Home is realizing my own strengths and weaknesses, my own pain points and what drives my ego, the same games we played as children.

But now, HOME is putting those aside and just enjoying the time we have here and now. Not worried about getting to Tennessee, going back to work or even worrying about what time I’ll go to bed, when I’ll talk to my friends, wondering what the cold is like. No, none of those things. I waited too long to not totally soak in these precious, golden moments…

I am home.

Sisters in Cycling: Two Hemispheres, One Love


Sister and her bici in Cordoba making transit strikes look easy breezy

My sister has always inspired me, from the way I always wanted to dress like her growing up to her multimodal mastery as a lawyer in East Tennessee without a car. She lives in Cordoba, Argentina, now, and tells me all kinds of stories about bussing and more recently cycling around and outside of the city. She sent this with the above photo…talk about making bike riding for transport look good!

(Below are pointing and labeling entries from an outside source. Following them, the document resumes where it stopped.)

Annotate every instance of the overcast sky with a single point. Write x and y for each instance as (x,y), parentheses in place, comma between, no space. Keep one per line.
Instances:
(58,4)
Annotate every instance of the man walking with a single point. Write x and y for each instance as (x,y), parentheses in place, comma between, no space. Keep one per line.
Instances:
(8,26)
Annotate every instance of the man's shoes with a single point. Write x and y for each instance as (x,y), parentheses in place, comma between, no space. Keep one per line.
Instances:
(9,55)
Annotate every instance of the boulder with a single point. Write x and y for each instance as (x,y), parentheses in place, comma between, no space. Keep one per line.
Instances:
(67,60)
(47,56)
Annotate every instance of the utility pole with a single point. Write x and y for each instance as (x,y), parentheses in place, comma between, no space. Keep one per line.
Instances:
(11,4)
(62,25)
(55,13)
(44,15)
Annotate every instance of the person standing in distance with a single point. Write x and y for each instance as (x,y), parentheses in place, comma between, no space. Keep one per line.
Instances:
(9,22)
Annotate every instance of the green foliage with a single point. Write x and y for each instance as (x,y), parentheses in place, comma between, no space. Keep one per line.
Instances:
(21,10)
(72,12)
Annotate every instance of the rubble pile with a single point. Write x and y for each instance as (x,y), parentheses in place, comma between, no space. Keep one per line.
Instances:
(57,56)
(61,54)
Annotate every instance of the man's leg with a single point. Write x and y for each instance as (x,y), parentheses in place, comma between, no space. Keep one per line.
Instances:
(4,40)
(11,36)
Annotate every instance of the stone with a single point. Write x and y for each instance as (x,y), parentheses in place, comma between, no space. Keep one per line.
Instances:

Hi Loo! So 50% of Cordoba commutes by bus, and the buses have been on strike for going on 3 days now. Total chaos in the streets and no poor people in downtown. I’ve been riding to my morning class all year, but now I’m riding to my more formal afternoon classes and loving it. I took this right after giving my biweekly workshop on presentations at the gov’t agency where I teach. Eeeeee…I love my bici and my fab helmet!

Nutcase helmets in Cordoba! Spreading the love… She told me today the heart helmet gets good attention. Bici–and sisterly!!!–love on both sides of the equator. Ride on, sister!